Seated on comfy new furniture inside the Kent District Library-Kelloggsville Branch, community member Jim Ward said getting books into children’s hand has always been his passion. Now he’s helped make books and other library resources even more accessible to families in the neighborhood where he lives and raised his daughters.
Ward, who is retired, was instrumental in planning the library, which opened this winter inside Kelloggsville High School. A Forest Hills Public Schools media specialist for 38 years, he had a strong interest in the concept of public libraries operating within schools, and worked with administrators, who tapped into his knowledge to make that happen.
He especially likes the idea of reaching underserved communities like Kelloggsville, a low-income district where many students can’t easily get to a library miles away. Before working for Forest Hills, Ward worked at Grand Rapids Public Library for five years in an elementary outreach program and summer reading program.

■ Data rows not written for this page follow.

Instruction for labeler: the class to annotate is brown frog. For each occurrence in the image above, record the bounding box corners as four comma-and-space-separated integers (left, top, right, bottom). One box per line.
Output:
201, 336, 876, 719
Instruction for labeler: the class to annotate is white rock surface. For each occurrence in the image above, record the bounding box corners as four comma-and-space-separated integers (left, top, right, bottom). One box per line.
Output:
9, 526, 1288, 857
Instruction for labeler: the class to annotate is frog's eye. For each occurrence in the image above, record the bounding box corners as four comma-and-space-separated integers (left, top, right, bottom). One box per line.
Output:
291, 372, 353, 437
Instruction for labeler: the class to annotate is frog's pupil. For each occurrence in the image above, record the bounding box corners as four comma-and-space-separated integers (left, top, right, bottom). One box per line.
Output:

“The connection with Kelloggsville was I thought, ‘Gee, we should really go with that (concept), because these kids in a more urban setting don’t have the mobility they have in Forest Hills,’” Ward said. “It’s difficult for them to get somewhere else for a library.
“As far as I know this is the only (school-public library) in an urban setting,” he added. “That’s what really motivated me. These kids deserve good services and access to stuff.”
The 6,000 square-foot, two-story library offers an 8,000-item collection, children’s section and materials for all ages. It fills an acute need in the district, which is located some 4 1/2 miles from the Kentwood KDL branch and 3 1/2 miles from the Wyoming branch.
Ward and administrators planned the library design, funded by a $250,000 grant from the Steelcase Foundation, to incorporate technology like interactive whiteboards, projectors, computers and many outlets, increasing access to digital library services as well as print.
Longtime Kelloggsville Advocate
Helping plan the library is one of many ways Ward has helped shape the district over the past 26 years as he has remained rooted in the community.
The Wyoming native and Godwin Heights High School graduate actively campaigned to build a new Kelloggsville Middle School in the early 1990s. He has remained involved ever since, most recently helping campaign for the Kent ISD Enhancement Millage, which passed last year, and the district’s bond campaign to renovate the high school, especially in planning the library.
He is the father of Kelloggsville graduates Emma, Abby and Rachael. His wife, Jane Ward, has served on the Kelloggsville Board of Education for 22 years. A member of the City of Wyoming Tree Commission, Ward has also included Kelloggsville students in tree-planting, last year passing out saplings to Southeast Elementary fourth-graders.
“Jim has always cared about educating kids. His interest in library science stems from his desire to help students gain all the knowledge they need,” said his wife, Jane Ward, noting that Jim was a enthusiastic supporter of their daughters’ many extra-curricular activities in Kelloggsville. “And he maintains an interest in supporting Kelloggsville programs both academic and extracurricular. We both seek to have the the most opportunities as possible for all students.”
Assistant Superintendent Tammy Savage said Ward is a cherished voice in the district and a person they can always turn to.
“When you have a heart for a community such as Jim has for Kelloggsville, the district benefits by his consistent involvement,” she said. “Jim is a community member who understands and can communicate needs to others when the district goes to the community for support on bonds, millages and projects.
“Jim’s experience, passion and expertise as a library media specialist was a key component in shaping the vision of a ‘future forward’ Kelloggsville.”
Passing Down Book Love
Jim and Jane, who is a retired teacher, inspired their daughter Emma Fogg to become a teacher in the district. She is Young Fives teacher at Kelloggsville, where she runs her own little library.
“I have so many books of my own that I had to start a lending library in my own classroom, so that students can bring home more books each week to read with their parents, as my parents read to me when I was their age,” Fogg said. “My dad and mom inspired in me a love of reading and books that I want to share with my students each year, in the hopes that it will inspire them to love reading and books as well.”
For Jim, Kelloggsville is home, a close-knit community where teachers and students have always cared for each other and worked hard to bring great programs and instruction to students.
He’s been steadfast in doing his part – lending a hand, or a book.